Renal function and ageing

Renal disease in ageing people with HIV infection, has important clinical implications, given the estimated prevalence of between 2.4% - 17%, and association with adverse long-term outcomes. [51-54] The expected physiological decline in renal function with ageing combined with increased comorbidities place older people with HIV infection at risk for polypharmacy and subsequent medication-related toxicity. [51, 55] In addition, progressive loss of renal function in people with HIV infection may also be caused by HIV-associated glomerular disease (non-collapsing focal and segmental glomerulosclerosis), co-infection with HCV, HIV-associated immune complex disease, and antiretroviral drugs. [56] The overall risk of CKD is reduced by ART through the prevention or treatment of HIV-associated nephropathy, opportunistic infections and/or immune complex deposition. [51] This may come at a cost, however, as some antiretroviral drugs cause renal impairment. [51, 56] The high prevalence and faster progression of CKD in older people with HIV infection requires regular monitoring of kidney function. [28, 55, 57]

Both hypertension and diabetes are common comorbidities in older people with HIV infection and intensive screening and risk factor modification is indicated to help preserve renal function. [28, 42] For example, if there is evidence of hypertension and/or proteinuria, antihypertensives that reduce proteinuria; angiotensin-II receptor inhibitors or ACE inhibitors, are recommended as first-line treatment. [42] Guidelines on risk factor modification [28, 42] are detailed in the section of this website on Atherosclerotic Vascular Disease in People with HIV Infection.

The physiological increase in serum creatinine/reduction of eGFR (10-15 mL/ min/1.73m2 ) observed with the use of dolutegravir (DTG), bictegravir, rilpivirine (RPV), cobicistat (COBI) and ritonavir boosted PIs, is due to inhibition of proximal tubular creatinine transporters, without impairing actual glomerular filtration.

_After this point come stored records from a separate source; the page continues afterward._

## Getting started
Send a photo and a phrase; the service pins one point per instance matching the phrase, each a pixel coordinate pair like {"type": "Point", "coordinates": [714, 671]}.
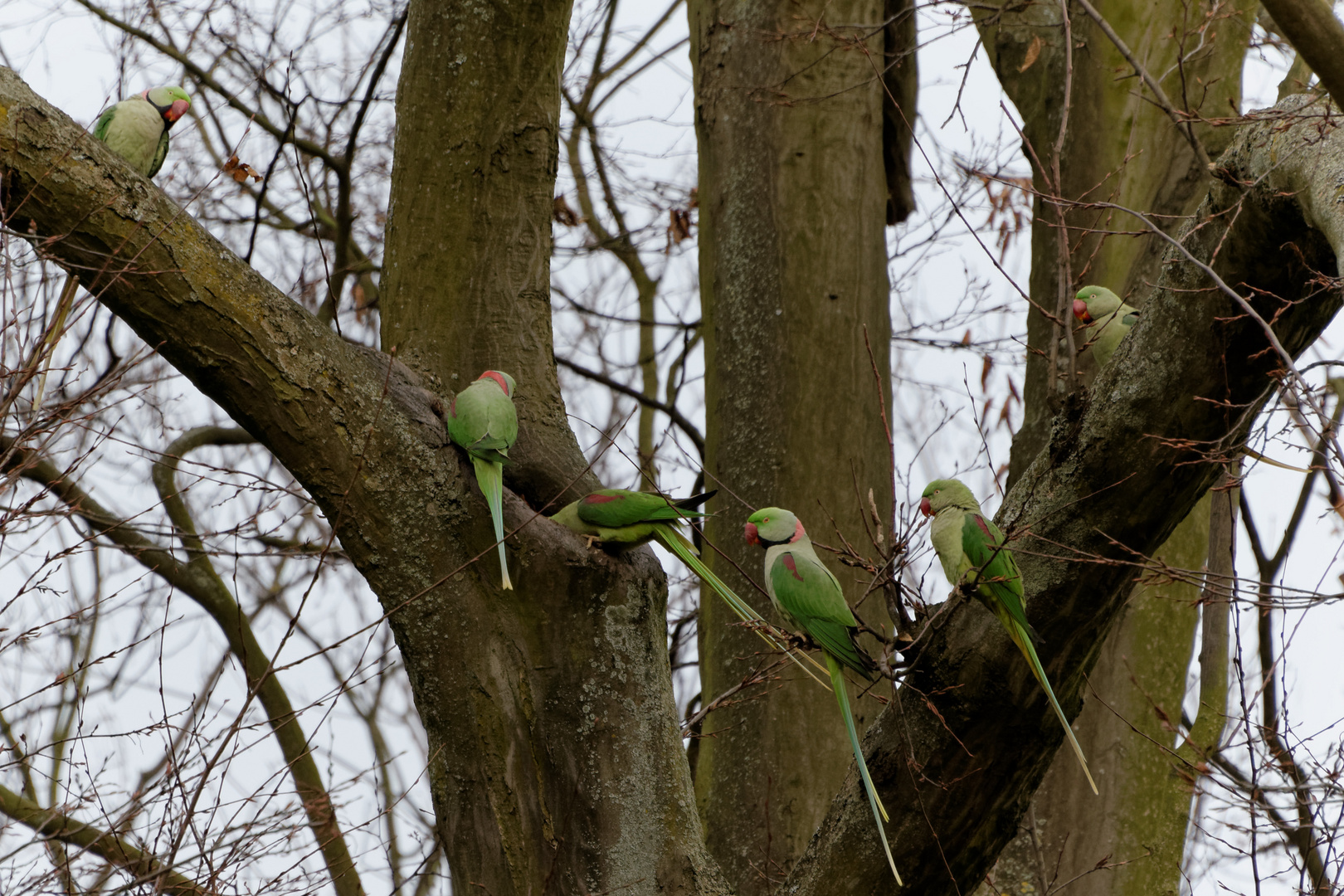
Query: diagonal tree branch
{"type": "Point", "coordinates": [1118, 475]}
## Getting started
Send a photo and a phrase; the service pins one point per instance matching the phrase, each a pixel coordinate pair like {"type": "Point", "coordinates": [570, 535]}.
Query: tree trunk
{"type": "Point", "coordinates": [1118, 148]}
{"type": "Point", "coordinates": [557, 761]}
{"type": "Point", "coordinates": [1110, 119]}
{"type": "Point", "coordinates": [793, 197]}
{"type": "Point", "coordinates": [466, 280]}
{"type": "Point", "coordinates": [1132, 840]}
{"type": "Point", "coordinates": [971, 737]}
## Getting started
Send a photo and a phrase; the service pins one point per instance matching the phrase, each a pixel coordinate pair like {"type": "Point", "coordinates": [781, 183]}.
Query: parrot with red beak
{"type": "Point", "coordinates": [972, 551]}
{"type": "Point", "coordinates": [808, 597]}
{"type": "Point", "coordinates": [1107, 320]}
{"type": "Point", "coordinates": [138, 128]}
{"type": "Point", "coordinates": [483, 421]}
{"type": "Point", "coordinates": [622, 519]}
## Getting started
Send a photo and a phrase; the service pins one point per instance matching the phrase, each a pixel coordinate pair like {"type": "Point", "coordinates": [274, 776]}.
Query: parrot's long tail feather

This can result in a misdiagnosis of new renal impairment, especially in older people with HIV infection and other comorbidities. [51, 58-60]

In older people with HIV infection and evidence of, or an increased risk for, declining renal function, ART regimens containing TDF and atazanavir should be avoided. [28, 37] Guidelines recommend consideration of replacing TDF by a non-tenofovir drug or TAF if there is evidence of tubulopathy. The use of TAF in the context of an eGFR < 30ml/min has limited data, with longer term outcomes unknown – expert opinion should be sought. [28]

General measures to help maintain kidney function include avoidance of nephrotoxic drugs, lifestyle measures (smoking cessation, weight, diet), treatment of dyslipidemia and diabetes, and the adjustment of ART medications as necessary.  A detailed table outlining dose adjustment of antiretroviral drugs for impaired renal function is provided elsewhere -

Key recommendations

  1. Renal disease in ageing people with HIV infection has important clinical implications and is frequently multifactorial; renal function should be monitored regularly and screening should be undertaken for risk factors of CKD (i.e. hypertension, diabetes mellitus, polypharmacy) and if found managed intensively.
  2. General measures to help maintain kidney function include avoidance of nephrotoxic drugs, lifestyle measures (smoking cessation, weight management, diet), treatment of dyslipidemia and diabetes, and the adjustment of ART medications as necessary.
  3. Renal function should be measured at HIV diagnosis, and annually, using urea and electrolytes, eGFR, and urine protein assessment. Urine protein/creatinine ratio should be performed in people receiving TDF therapy.
  4. Switching to alternate antiretroviral drugs is recommended when impaired renal function is demonstrated in people taking antiretroviral drugs with nephrotoxic potential, including TDF and atazanavir. Other antiretroviral drugs may require dose adjustment in the presence of impaired renal function.
  5. Guidelines recommend switching from TDF to TAF or a non-tenofovir containing regimen in older people with HIV infection and risk for or evidence of declining renal function.
  6. Older people with renal failure are at increased risk of CVD and should have a FRS estimated (BP, lipids, smoking status and diabetes) and statin medication considered.